Image: Slime on the Santa Fe River

Image: Algae Alert SignAs Floridians begin seeing nitrate-generated slime on the waterways again this year, the slime in the Governor’s office continues to grow unabated. Despite throwing a crumb to environmentalists recently on Everglades protection, Governor Rick Scott and Florida’s Tea Party conspiracy theorists in Tallahassee continue to do nothing for the health and quality of Florida’s water – and their inaction is making it worse.

Florida is home to some of the most unique ecosystems in the nation. For decades, every Floridian was an environmentalist – knowing that the environment is essential to the quality of life of residents and to the state’s economy. But facts-be-damned for Rick Scott and his big business libertarian buddies who are enabled by the legislature. The people who are charged with protecting Florida would fillet and sell manatee meat if they thought they could make a dime off of it.

For years, Florida’s waterways have seen outbreaks of noxious slime that is caused by agriculture manure runoff, fertilizer runoff, and untreated sewage in the water. This year, the algae began happening earlier than normal – in late December and early January on Sanibel Island where dead fish covered the beaches.

The St. Johns River has experienced slime outbreaks every year for nearly a decade with the slime outbreak stretching 100 miles on the waterway at times. Again, manure runoff from farms, fertilizers used to keep water hogging St Augustine grass alive, under-treated sewage, and untreated sewage is the problem.

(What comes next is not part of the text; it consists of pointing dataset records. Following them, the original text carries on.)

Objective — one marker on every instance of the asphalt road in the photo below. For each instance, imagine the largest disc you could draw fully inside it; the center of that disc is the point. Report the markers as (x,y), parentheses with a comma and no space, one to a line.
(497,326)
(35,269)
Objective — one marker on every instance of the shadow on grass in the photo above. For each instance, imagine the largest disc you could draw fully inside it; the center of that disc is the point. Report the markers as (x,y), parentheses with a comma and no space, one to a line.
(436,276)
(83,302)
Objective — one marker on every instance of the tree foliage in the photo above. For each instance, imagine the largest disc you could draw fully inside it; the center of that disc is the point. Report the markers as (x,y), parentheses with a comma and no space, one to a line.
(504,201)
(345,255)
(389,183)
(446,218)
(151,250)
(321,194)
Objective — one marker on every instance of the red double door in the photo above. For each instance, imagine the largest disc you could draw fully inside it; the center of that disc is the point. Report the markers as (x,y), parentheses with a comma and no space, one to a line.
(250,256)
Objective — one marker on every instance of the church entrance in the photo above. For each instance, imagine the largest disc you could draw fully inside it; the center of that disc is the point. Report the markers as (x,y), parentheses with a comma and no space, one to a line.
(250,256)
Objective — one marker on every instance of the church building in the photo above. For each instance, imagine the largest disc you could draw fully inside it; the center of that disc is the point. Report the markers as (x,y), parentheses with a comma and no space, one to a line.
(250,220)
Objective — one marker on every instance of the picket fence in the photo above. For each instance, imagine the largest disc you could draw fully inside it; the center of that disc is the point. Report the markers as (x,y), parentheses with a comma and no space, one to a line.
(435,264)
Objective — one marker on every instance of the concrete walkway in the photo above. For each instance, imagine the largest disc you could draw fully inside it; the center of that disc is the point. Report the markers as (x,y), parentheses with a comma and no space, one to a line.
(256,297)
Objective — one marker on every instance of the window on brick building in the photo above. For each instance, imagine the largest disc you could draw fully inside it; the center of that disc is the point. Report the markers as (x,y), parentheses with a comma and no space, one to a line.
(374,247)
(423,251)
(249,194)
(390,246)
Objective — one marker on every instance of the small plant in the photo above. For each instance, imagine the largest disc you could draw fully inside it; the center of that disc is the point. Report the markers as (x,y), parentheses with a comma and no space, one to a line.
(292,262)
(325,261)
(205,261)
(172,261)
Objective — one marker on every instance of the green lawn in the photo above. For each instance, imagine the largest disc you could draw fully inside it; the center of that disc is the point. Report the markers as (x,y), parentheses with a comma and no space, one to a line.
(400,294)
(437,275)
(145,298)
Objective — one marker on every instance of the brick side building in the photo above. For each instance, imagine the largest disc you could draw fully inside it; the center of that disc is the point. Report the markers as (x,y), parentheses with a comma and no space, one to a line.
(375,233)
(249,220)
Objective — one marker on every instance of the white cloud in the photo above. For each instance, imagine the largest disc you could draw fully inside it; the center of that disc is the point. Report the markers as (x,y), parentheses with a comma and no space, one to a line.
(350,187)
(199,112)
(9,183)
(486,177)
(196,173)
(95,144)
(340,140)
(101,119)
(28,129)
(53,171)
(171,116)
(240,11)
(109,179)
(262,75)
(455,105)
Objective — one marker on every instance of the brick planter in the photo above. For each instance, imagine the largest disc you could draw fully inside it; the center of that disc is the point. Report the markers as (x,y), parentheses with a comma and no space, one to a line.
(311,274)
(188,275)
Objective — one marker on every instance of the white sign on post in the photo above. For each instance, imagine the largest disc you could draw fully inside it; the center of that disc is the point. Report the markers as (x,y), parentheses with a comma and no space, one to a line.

At the same time this is happening, the state has approved a pollution spewing pipeline for Koch Industries owned Georgia Pacific. The pipeline at the Palatka Georgia Pacific plant will be dumping 23 million gallons of polluted wastewater every day into the St Johns River.

To top it off, the St Johns River Water Management District plans to allow Central Florida to take 262 million gallons of water out of the river every day to feed their water habit. That’s right, remove 262 million gallons of clean water for lawns and replace it with 23 million gallons of wastewater from Koch Industries – every day. What could possible go wrong?

In June of this year a slime outbreak happened on the Santa Fe River in North Central Florida – home to 75 iconic springs. The river was blanketed with an unprecedented layer of the slime. Recent flooding on the Santa Fe, the Suwannee, and other rivers have flooded septic tanks and released unknown amounts of human waste into the water.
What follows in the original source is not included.